Regenesis by CJ CherryhFebruary 9, 2009 at 4:26 am | Posted in 4 stars, Book Reviews, Science Fiction | Leave a comment
Tags: CJ Cherryh
I had given up hope that CJ Cherryh would ever write a Cyteen sequel, and after almost twenty years, who could blame me? When I heard that she was writing one, I was cautiously excited. It took a while to get published, but it has finally arrived. My big fear was that two decades remove from the original would make it impossible for her to recapture the tone and the characters of the first book. Almost immediately, I knew this fear was unfounded, and I enjoyed reading the book tremendously.
All that said, the book left me feeling disappointed and a little frustrated.
It’s completely unfair, I suppose. I’ve liked a lot of Cherryh’s books, but Cyteen was my favorite by a considerable margin. At some point I will have to write about why, but Cyteen deserves its own article. It wasn’t very accessible and I can understand why some people didn’t like it, but for me and for many others it was a great book. One of its famous shortcomings is its frustratingly abrupt ending, but I had so internalized the lack of ending over the years that it never occurred to me that in writing her sequel Cherryh would essentially write a really long last chapter for the original book.

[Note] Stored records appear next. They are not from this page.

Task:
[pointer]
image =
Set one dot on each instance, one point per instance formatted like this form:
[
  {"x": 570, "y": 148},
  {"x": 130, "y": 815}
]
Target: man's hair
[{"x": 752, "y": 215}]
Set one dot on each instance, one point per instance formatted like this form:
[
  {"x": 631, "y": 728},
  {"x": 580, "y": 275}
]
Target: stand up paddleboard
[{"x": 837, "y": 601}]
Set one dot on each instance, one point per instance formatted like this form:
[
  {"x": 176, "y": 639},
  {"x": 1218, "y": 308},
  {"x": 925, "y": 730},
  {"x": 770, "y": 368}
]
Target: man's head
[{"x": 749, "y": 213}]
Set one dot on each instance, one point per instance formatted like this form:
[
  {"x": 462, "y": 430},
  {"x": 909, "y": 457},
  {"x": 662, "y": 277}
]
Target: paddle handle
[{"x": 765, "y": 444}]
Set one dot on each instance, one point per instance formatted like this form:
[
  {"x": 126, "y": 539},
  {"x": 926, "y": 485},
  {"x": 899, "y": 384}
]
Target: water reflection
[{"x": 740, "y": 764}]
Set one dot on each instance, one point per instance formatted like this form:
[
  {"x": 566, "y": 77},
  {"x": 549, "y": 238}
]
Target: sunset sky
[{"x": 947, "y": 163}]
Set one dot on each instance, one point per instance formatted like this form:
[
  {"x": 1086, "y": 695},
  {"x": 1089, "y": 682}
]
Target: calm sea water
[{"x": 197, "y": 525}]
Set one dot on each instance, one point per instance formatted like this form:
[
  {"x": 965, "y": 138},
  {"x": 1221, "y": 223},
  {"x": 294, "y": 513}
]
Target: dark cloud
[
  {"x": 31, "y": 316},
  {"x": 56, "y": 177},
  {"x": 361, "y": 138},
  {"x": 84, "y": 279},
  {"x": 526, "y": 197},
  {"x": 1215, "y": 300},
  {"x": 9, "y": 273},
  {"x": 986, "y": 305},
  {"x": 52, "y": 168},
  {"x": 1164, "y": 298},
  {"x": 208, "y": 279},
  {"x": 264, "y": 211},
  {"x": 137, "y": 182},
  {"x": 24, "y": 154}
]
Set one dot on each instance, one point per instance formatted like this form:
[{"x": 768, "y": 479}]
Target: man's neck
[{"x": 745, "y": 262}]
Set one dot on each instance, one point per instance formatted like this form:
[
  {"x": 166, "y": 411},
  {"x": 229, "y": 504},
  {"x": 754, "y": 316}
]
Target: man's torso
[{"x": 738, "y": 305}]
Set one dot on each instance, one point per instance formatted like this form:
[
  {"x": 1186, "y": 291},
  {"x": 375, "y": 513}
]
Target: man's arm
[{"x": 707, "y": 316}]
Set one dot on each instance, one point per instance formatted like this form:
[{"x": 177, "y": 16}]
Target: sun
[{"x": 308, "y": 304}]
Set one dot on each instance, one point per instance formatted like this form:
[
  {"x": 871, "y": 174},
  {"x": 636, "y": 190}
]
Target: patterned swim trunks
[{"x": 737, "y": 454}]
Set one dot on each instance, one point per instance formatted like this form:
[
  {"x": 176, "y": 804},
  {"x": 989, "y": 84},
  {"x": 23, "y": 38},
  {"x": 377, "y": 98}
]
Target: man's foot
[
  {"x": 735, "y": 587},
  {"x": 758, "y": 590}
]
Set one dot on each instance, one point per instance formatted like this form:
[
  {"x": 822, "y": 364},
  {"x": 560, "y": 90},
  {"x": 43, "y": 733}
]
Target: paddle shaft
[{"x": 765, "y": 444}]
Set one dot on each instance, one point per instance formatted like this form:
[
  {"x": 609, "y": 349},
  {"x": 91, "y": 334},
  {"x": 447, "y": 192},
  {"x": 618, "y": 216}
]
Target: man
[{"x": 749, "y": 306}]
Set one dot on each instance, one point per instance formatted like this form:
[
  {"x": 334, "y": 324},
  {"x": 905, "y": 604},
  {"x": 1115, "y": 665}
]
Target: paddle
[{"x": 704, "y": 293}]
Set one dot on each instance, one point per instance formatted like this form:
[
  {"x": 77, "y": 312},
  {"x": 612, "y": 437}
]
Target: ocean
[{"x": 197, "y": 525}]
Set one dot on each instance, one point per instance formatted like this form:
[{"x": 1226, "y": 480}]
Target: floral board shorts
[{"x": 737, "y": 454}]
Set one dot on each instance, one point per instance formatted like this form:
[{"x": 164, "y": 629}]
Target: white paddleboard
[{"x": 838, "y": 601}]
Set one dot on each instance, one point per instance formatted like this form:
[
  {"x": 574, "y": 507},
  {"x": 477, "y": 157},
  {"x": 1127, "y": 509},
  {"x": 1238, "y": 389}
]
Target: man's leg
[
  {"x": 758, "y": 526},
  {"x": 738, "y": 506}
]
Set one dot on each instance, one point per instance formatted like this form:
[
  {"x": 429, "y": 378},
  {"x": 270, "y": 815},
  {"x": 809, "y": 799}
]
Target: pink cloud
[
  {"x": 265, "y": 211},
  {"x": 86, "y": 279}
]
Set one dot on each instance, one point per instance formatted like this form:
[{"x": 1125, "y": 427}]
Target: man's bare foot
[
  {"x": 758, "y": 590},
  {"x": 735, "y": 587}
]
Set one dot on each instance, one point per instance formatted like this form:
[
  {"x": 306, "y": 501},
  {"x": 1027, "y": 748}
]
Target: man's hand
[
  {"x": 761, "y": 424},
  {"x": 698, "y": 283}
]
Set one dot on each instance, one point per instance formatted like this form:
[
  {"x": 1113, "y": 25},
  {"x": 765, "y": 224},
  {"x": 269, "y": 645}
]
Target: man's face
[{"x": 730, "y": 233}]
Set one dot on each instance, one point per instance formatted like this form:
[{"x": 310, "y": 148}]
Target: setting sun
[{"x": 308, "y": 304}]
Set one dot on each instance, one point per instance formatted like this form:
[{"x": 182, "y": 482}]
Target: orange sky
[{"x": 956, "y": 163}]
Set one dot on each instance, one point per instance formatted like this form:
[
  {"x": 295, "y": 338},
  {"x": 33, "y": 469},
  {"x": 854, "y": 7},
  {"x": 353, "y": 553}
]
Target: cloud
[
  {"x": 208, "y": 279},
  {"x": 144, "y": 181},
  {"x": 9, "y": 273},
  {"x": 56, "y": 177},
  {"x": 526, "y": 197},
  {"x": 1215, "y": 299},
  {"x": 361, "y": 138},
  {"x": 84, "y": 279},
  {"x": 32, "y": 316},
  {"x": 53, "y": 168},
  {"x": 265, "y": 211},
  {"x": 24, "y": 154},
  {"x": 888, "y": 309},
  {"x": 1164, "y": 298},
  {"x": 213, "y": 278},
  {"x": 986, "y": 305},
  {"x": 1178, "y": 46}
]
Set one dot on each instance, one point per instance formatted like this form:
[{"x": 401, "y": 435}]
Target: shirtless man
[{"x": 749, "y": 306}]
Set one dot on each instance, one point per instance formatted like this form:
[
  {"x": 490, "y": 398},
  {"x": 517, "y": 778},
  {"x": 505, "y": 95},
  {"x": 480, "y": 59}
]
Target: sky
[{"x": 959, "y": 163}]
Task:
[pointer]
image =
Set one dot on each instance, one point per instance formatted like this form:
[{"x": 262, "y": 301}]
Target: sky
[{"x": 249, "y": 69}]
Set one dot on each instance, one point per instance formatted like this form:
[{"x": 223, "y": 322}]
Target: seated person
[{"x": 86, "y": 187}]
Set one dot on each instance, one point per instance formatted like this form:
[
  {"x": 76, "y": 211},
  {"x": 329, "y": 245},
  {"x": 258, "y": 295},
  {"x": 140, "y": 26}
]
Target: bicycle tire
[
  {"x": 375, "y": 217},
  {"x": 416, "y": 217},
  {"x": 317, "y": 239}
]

But that’s what she’s done. Regenesis fits Cyteen‘s tone and characters perfectly, at least as far as I can tell, and I reread Cyteen about six months ago. It begins chronologically right from where Cyteen left off. All well and good. But it ends, again chronologically, a few months later. Compare that to Cyteen’s narrative, which spanned about two decades. As far as the book’s plot, there is the same blend of interpersonal drama and political intrigue that worked so well in Cyteen, but all of it is in service to tidying up loose ends from Cyteen.
Ultimately, I have to accept that Cherryh wasn’t interested in writing the book I really wanted to read. She wrote Regenesis with a clear agenda: solve once and for all Cyteen‘s murder mystery and depict the reconciliation of Jordan Warwick with the young Ariane Emory. This is done efficiently, and I suspect that taken as a single item Cyteen in conjunction with Regenesis is a much more complete and satisfying work.
Unfortunately, what I found most interesting about Cyteen is on hold. The ethics of Union’s azi society are left without further examination (in fact the Abolitionist movement is reduced to a psychological response, something that is frankly a little distasteful) and the huge cracks that the original Emory saw forming in Union society, the flaws that necessitated the entire psychogenesis effort in the first place, are largely ignored. They’re still there, and young Emory is worried, but the implication is they won’t be dealt with for decades. Coincidentally, that’s how long we might have to wait for another sequel.
It may not be the book I wanted, but Regenesis is still a very good book that complements a great one. Recommended to anyone who liked Cyteen. Just reread Cyteen first if you haven’t read it recently.